On my ride in to work this morning I pedaled along thinking of this little gem of writing from Bobke II. Every day at The Tour there are a million stories, but I have a feeling this one ranks up there with the best.
...I got to the steps to board and nearly froze. From outside in the bright sun, I couldn't see into the helicopter...Bob's a fine writer. It would have been cool to talk to him more when I met him at the Tour of Millersburg over the summer.
As my eyes adjusted to the darkness inside the 'copter, I saw that none other than Andrew Hampsten was seated directly across from me. "Whoa, Drew baby!" I practically jumped up at seeing a fellow American. "Andy, you slayed today," I exclaimed in glee. "Did you see LeMond crush these frog dweebs?" I asked.

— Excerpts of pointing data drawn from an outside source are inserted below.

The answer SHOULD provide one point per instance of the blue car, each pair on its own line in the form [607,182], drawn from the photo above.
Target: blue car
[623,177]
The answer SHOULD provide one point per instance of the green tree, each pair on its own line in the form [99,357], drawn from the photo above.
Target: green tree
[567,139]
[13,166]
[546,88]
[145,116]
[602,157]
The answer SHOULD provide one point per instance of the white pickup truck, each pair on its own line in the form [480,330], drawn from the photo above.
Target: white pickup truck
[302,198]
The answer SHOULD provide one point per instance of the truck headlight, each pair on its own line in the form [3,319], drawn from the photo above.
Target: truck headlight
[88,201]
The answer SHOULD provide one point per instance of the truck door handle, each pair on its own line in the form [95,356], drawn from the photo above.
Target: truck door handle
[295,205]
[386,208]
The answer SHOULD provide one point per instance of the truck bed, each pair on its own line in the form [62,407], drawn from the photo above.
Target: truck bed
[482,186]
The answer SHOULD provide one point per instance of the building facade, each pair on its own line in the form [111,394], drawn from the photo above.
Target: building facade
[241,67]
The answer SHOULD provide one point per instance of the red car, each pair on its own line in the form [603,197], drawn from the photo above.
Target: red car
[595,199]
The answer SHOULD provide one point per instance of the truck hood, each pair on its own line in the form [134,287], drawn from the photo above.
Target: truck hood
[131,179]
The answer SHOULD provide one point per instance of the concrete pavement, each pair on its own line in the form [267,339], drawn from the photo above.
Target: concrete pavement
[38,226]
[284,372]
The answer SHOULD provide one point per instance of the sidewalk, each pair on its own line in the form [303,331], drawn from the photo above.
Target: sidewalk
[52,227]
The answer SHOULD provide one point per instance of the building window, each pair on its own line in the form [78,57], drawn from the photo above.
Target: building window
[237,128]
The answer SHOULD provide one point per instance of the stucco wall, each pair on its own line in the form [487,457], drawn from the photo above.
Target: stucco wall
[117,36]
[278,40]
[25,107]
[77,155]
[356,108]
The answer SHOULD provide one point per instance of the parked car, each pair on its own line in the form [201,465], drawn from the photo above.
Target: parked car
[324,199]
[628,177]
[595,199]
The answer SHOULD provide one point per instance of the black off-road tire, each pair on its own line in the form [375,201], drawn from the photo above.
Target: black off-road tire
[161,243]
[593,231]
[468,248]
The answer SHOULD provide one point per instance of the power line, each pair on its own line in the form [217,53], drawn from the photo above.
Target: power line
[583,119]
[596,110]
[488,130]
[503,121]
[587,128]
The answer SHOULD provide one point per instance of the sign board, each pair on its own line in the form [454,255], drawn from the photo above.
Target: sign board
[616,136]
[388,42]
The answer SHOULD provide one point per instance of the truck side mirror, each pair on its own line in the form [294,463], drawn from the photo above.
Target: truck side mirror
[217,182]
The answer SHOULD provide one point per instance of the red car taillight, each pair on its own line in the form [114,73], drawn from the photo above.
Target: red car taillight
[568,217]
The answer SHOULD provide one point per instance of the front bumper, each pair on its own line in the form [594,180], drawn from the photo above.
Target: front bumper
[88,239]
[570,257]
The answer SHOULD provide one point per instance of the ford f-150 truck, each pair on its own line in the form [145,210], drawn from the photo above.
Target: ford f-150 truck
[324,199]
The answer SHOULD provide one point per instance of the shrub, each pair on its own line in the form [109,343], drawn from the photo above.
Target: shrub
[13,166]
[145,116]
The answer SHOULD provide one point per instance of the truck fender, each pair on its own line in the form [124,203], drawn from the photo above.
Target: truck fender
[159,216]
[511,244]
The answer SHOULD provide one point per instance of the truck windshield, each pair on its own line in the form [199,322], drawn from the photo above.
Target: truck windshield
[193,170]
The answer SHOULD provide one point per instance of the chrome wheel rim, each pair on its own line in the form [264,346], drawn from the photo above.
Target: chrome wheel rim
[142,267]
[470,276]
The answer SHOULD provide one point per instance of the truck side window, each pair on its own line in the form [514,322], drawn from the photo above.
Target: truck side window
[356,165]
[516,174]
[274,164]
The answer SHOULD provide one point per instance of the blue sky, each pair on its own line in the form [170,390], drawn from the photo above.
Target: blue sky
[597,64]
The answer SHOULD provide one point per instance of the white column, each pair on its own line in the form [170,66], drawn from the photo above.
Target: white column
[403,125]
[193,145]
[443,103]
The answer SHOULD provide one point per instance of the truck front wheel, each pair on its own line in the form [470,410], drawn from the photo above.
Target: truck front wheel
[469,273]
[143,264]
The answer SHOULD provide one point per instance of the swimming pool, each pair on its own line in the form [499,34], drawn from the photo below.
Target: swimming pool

Andy just kind of nodded, all subdued. As my adjusted further, right next to Andy sat Greg LeMond, gloriously clad in yellow. "Whoa!!" I jumped up for real and grabbed LeMond by the shoulders, shaking him and screaming, "Greg, you beast! You got the yellow jersey man! You're going to massacre these Philistines." I sat down and said, "I was climbin' with Hinault, and all the Frenchies were pissed that you dropped his sorry ass."
Just then, my eyes fully adjusted to the darkness and there sat Bernard Hinault himself. Oops. I could've crawled under my seat. "Hey Bernie, what's up?" was about all I could mumble. To make matters worse, the owner of the La Vie Claire team and one of France's biggest industrialists, Bernard Tapie, was sitting right next to Hinault. Tapie's script for Hinault to win his sixth Tour de France was about to be rewritten by LeMond.
The door was closed and copter blades started to howl. I looked straight at the drab olive wall and saw stenciled there in big white military letters, "Made in the USA." "All right, Tapie," I screamed, "you see this (pointing to the sign)? Made in the USA. Baby, everything is gonna be fine."
Tapie was not amused, but Greg, Andy, and me all started cracking up. Even Hinault cracked a little smile. We took off in a cloud of dust and the rest, as they say, was cycling history.